Another industry expected to benefit from the surge in new medical coverage recipients is the hospitals industry, although it encompasses more than just hospitals, as Dividend.com describes:
“Hospitals engage in providing medical, diagnostics, and treatment services to those in need. These companies can operate a variety of health care facilities such as specialized care, surgery, and emergency centers.”
Among the many types of facilities owned by companies in the industry are: hospitals, emergency rooms, surgery centers, diagnostic and imaging centers, radiation and oncology therapy centers, rehabilitation and physical therapy centers, behavioral health centers, general and specialty surgery, critical care, obstetrics, skilled nursing and home care services.
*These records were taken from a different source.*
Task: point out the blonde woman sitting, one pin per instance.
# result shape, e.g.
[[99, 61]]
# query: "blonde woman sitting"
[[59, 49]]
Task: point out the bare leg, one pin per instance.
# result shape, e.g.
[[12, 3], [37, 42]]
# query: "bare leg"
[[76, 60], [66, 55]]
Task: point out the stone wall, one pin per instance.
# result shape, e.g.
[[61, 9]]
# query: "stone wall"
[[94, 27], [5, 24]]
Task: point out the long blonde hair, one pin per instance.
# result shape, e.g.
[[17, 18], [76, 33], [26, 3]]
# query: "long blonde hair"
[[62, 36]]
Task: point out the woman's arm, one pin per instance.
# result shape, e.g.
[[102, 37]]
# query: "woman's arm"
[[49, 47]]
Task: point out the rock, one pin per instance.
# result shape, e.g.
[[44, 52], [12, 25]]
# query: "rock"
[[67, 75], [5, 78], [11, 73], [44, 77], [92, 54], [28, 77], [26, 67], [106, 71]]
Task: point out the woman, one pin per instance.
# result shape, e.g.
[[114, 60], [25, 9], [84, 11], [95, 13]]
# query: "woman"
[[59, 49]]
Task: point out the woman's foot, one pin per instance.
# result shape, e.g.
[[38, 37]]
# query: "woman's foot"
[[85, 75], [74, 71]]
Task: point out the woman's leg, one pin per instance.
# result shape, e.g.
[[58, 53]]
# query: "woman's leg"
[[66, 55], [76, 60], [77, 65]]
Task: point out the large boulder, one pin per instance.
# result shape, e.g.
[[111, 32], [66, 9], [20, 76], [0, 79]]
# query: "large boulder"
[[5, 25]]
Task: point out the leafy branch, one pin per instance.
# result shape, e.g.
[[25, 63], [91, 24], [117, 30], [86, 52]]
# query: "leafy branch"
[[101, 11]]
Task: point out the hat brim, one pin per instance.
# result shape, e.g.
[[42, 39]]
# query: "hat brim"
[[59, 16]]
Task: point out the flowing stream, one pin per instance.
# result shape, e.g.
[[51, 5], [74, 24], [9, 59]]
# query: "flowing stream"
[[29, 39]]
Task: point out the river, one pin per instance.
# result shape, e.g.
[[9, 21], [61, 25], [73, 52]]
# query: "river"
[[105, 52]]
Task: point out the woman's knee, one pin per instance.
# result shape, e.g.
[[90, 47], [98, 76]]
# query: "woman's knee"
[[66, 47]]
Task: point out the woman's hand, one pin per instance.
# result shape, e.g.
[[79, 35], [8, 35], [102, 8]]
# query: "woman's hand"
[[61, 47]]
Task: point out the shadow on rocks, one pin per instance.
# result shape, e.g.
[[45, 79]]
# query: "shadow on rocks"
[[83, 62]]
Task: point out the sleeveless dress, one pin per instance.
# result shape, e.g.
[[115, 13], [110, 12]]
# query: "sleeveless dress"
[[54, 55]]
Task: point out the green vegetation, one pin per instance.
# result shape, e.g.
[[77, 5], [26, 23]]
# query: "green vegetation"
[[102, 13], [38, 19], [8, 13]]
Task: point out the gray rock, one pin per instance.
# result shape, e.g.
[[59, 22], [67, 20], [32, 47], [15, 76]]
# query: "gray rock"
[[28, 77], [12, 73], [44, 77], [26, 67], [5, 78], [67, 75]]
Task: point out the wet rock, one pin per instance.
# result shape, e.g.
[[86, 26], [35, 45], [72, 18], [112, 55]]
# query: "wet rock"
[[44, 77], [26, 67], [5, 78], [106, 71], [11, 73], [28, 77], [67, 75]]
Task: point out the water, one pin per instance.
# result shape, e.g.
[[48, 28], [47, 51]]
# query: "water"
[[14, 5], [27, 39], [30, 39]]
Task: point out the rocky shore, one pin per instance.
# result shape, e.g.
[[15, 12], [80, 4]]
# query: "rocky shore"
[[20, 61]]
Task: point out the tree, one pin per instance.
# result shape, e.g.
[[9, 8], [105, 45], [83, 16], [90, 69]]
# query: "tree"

The top five U.S. companies in the industry, their market caps and changes since the economic recovery began are listed as follows, with accompanying graph.
• Tenet Healthcare Corp. (NYSE: THC), $4.7 billion, up 1,230% (orange)
• Universal Health Services Inc. (NYSE: UHS), $9.7 billion, 540% (blue)
• Community Health Systems, Inc. (NYSE: CYH), $5.4 billion, up 280% (purple)
• Lifepoint Hospitals Inc. (NASDAQ: LPNT), $3.0 billion, up 280% (yellow)
• HCA Holdings, Inc. (NYSE: HCA), $29.4 billion, up 110% (beige)
How are these hospital industry companies anticipated to perform going forward? Even better than the health care plans companies, as their projected 2015 earnings growth rates show:
• THC = 69.2%, CYH = 24.0%, LPTN = 16.4%, UHS = 12.2%, and HCA = 11.3%.
Just remember that these are earnings growth forecasts, not stock price appreciation targets. Even so, investors will jump into the stocks with the better earnings growth. Hence, we should expect these stocks to continue outperforming the broader market S&P and even other health care industry favorites.
Even if the government isn’t getting all the new medical insurance enrolees it had expected, at least the companies related to the space have received the anticipated investor participation, while investors’ portfolios have received a little tender-loving-care of their own.